Wanneer is een ruggenprik geen optie?

In sommige gevallen zal je geen ruggenprik mogen krijgen. Dat is bijvoorbeeld zo als je lage bloedplaatjes hebt. Ook bij infecties, bepaalde neurologische aandoeningen of afwijkingen aan de wervelkolom, is een ruggenprik niet altijd mogelijk.

Voordelen van een ruggenprik

  • De meest effectieve vorm van pijnbestrijding tijdens de bevalling.
  • Geschikt voor een lange periode pijnstilling of als dat zo besloten is om direct mee te beginnen bij een inleiding.

Nadelen van een ruggenprik

  • Je hebt bewakingsapparatuur en hulpmiddelen nodig: infuus, zuurstofmeting, bloeddrukmeting, blaaskatheter, CTG voor het kind.
  • Het kost tijd voordat de pijnstilling effectief is. Het is niet geschikt als de bevalling in de laatste fase van de ontsluiting is.
  • Je hebt meer kans op koorts (> 38 graden). Deze kans is 3 tot 4 maal hoger dan bij een bevalling zonder ruggenprik (ongeveer 20% tegenover 6%).
  • Bij koorts krijg je vaak een antibioticum. De baby krijgt na de geboorte ook vaak een antibioticum.
  • Je kunt een bloeddrukdaling krijgen na het plaatsen van de katheter. Je kunt daar duizelig van worden en je niet lekker voelen. De baby kan daar ook op reageren. Zo nodig krijg je meer vocht via het infuus en/of een medicijn voor de bloeddrukdaling.
  • Je kunt last krijgen van jeuk door de morfine die in de verdovingsvloeistof wordt gebruikt. Dit is tijdelijk. Je kunt gaan rillen zonder dat je het koud hebt, dit is ook tijdelijk.
  • Ongeveer 10% van de vrouwen heeft onvoldoende pijnstilling.
  • Bij enkele vrouwen lukt het niet om een epiduraalkatheter te plaatsen.
  • Soms brengt de anesthesioloog de katheter op een andere plaats in en werkt het dan wel.
  • Bij ongeveer 5% van de vrouwen is het pijnstillend effect onvoldoende om een keizersnede te kunnen doen. Als je alsnog een keizersnede nodig hebt, dan krijg je meer pijnstilling door de katheter. Bij 5% van de vrouwen werkt dit dus onvoldoende. Dan heb je narcose nodig.
  • De duur van de uitdrijving is langer. Het duurt vaak langer voordat je persdrang krijgt (soms een paar uur). De kans op een bevalling met een vacuümcup is groter.

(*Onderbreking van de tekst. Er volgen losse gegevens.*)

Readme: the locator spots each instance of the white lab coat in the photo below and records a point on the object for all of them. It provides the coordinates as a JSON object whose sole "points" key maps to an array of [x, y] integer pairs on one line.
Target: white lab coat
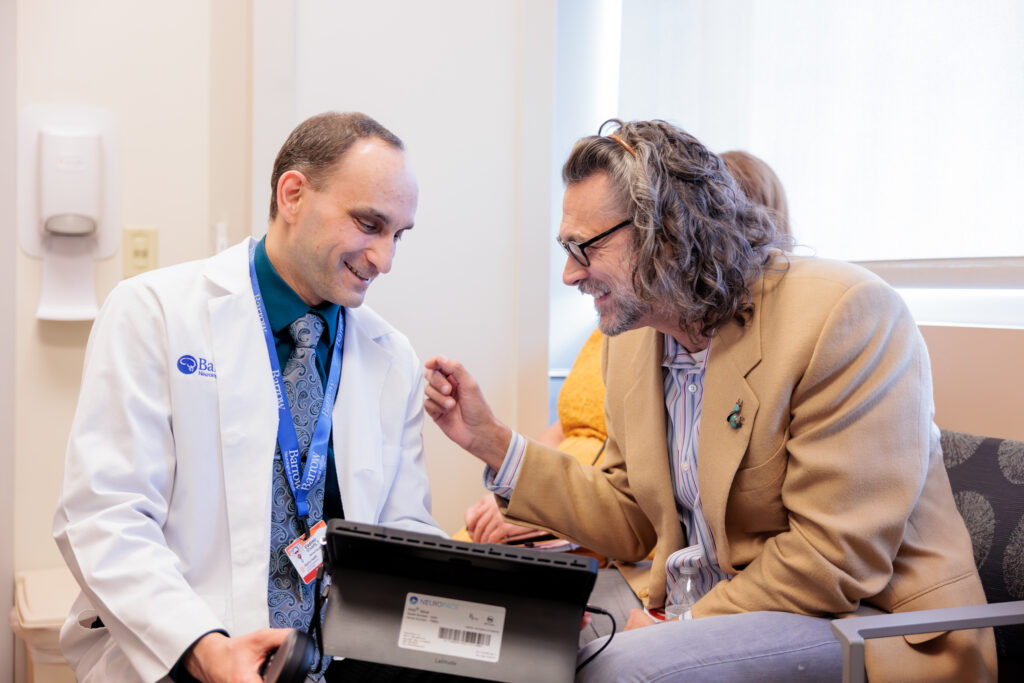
{"points": [[164, 513]]}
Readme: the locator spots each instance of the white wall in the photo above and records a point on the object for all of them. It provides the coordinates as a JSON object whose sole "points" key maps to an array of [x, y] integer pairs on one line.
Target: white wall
{"points": [[468, 86], [177, 78], [8, 232]]}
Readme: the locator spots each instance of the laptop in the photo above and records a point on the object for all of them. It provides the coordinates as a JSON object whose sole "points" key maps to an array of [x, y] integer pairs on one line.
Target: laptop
{"points": [[479, 610]]}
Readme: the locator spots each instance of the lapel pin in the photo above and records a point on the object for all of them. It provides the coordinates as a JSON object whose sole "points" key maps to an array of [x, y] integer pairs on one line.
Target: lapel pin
{"points": [[734, 419]]}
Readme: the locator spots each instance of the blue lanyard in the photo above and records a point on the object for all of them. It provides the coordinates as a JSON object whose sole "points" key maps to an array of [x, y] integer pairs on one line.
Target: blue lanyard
{"points": [[300, 482]]}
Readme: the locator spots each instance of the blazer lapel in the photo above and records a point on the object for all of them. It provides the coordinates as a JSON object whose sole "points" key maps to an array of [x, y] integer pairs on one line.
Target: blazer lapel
{"points": [[734, 351]]}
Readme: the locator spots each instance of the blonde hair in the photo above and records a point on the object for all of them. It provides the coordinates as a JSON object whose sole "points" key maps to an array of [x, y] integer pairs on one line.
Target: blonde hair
{"points": [[760, 184]]}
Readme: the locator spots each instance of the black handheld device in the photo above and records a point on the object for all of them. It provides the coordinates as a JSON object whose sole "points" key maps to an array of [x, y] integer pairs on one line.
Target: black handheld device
{"points": [[291, 662]]}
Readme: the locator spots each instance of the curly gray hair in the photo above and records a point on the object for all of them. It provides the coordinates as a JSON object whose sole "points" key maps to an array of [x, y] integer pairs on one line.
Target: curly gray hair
{"points": [[698, 243]]}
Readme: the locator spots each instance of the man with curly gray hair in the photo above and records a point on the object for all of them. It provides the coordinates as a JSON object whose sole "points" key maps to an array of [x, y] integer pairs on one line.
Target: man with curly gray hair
{"points": [[770, 435]]}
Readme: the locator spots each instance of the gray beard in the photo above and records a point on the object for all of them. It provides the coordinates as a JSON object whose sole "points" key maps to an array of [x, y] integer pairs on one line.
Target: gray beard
{"points": [[624, 316]]}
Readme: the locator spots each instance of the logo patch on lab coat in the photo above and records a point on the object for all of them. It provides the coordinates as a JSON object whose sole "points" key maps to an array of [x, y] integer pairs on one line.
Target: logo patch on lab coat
{"points": [[188, 365]]}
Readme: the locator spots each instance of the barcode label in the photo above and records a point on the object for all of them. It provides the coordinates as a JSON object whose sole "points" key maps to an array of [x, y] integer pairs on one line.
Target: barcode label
{"points": [[457, 636], [452, 627]]}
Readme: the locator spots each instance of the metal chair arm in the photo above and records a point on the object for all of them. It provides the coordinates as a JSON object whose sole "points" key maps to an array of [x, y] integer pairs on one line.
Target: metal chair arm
{"points": [[853, 631]]}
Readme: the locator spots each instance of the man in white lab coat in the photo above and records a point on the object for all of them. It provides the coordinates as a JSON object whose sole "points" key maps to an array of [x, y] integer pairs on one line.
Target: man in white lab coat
{"points": [[173, 467]]}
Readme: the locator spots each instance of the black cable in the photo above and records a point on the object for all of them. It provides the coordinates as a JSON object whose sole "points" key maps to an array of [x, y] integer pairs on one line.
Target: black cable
{"points": [[598, 610], [314, 630]]}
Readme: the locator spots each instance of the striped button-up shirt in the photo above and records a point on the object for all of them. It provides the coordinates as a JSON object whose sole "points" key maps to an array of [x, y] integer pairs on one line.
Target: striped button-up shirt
{"points": [[683, 396]]}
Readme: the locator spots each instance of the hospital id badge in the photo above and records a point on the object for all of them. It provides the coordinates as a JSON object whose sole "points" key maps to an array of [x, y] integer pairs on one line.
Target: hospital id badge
{"points": [[306, 552]]}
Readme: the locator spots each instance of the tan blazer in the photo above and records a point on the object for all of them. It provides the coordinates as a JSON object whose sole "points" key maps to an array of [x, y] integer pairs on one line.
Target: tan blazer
{"points": [[830, 496]]}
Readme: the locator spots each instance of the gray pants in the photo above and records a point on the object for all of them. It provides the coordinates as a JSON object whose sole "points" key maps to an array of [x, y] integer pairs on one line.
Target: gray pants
{"points": [[752, 646]]}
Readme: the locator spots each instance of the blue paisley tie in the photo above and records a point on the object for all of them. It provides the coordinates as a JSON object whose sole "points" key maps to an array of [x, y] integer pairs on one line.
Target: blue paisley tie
{"points": [[290, 600]]}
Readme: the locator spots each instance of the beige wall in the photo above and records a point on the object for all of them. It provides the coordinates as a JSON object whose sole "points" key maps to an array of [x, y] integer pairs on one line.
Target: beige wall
{"points": [[978, 378], [176, 76], [8, 233]]}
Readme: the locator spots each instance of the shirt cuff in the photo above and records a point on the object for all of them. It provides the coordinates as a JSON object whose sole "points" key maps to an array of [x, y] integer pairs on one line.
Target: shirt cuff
{"points": [[503, 481]]}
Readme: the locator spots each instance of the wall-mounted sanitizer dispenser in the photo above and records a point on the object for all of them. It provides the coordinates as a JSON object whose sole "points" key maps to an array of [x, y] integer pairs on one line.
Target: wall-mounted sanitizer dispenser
{"points": [[69, 202]]}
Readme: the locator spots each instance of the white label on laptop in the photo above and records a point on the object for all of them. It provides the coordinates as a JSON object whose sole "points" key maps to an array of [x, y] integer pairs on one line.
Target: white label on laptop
{"points": [[459, 628]]}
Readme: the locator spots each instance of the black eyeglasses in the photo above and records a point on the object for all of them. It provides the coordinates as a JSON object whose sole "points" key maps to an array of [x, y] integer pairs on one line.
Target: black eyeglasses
{"points": [[578, 250]]}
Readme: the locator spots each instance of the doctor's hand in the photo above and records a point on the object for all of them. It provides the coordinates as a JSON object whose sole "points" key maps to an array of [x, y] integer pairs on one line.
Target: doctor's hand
{"points": [[216, 657], [457, 404]]}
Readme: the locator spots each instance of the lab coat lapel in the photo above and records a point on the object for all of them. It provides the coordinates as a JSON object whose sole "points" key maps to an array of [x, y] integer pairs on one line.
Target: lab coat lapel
{"points": [[357, 426], [645, 427], [734, 351]]}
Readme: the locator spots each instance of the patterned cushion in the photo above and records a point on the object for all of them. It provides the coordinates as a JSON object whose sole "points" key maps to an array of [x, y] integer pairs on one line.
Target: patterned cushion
{"points": [[987, 478]]}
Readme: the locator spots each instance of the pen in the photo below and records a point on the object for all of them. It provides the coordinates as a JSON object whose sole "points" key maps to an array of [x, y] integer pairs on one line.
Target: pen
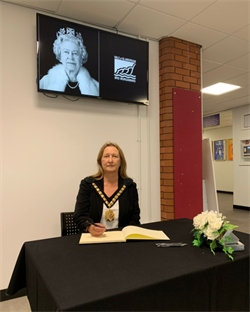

Complicaties bij een ruggenprik

Als de anesthesioloog per ongeluk iets te diep prikt (en in de spinale ruimte komt), dan kun je de volgende dag last krijgen van erge hoofdpijn. Dit is een vervelende maar onschuldige complicatie. Het komt bij 1% van de vrouwen voor. Verder zijn er ernstige, maar zeldzaam voorkomende complicaties die (veel) minder vaak dan bij 1 op 1.000 vrouwen voorkomen, zoals hersenvliesontsteking, abces en bloeding in de epidurale ruimte.  

Keizersnede

Hier bespreken we de epidurale ruggenprik, maar je hebt ook de spinale ruggenprik, deze variant wordt alleen toegepast bij een keizersnede.